Es fácil emocionar con música por la vía de la tristeza; pero sólo unos pocos comnpositores saben emocionar por la vía del asombro.
Coulais conmina a que el cine no se obstine siempre en lo más lejos, más alto y más fuerte, a no perder de vista lo insignificante que a su vez es anónimo y universal, lo que nos hace ser como somos y nos une a este mundo desde el inicio de los tiempos.
Un buen día, el guardabosques Pascal Arnaud sorprendió a los realizadores de La clé des champs en un tiempo muerto y, sin más, les explicó una historia asombrosa acerca de unas hormigas a las que nadie hoy habría prestado atención. Claude Nuridsany y Marie Pérennou captaron de inmediato que lo grandioso no era la historia en sí, sino que una experiencia infantil de verano en un estanque virgen de Larzac (Aquitania) ejerciera semejante influjo en la cabeza de un hombre ya adulto.
Coulais, en este disco, recurre a tres registros vocales distintos. No puede faltar la emblemática voz infantil, que aquí sirven Lindsey Henocq y Odile Gogibu.
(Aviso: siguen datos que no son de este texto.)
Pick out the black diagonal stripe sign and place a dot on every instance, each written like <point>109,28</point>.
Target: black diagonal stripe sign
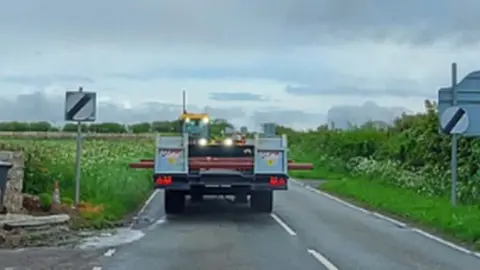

Rosemary Standley, del grupo Moriarty, es otra de las voces, y el vocalista principal es todo un espectáculo: un mitómano francés de origen árabe, especialista en la producción de los sonidos guturales más inverosímiles, alto, extraño de cara, parece una criatura de otro mundo y lleva tatuado en el torso el mapa de un mundo imaginario; músico vanguardista de un pop-rock étnico minoritario, inventor del trip-hop ópera y referencia de la música experimental en Francia, habiendo flirteado tanto con el jazz como con la música electrónica. Se llama Labyala Fela Da Jawid Fel, pero es conocido como Nosfell.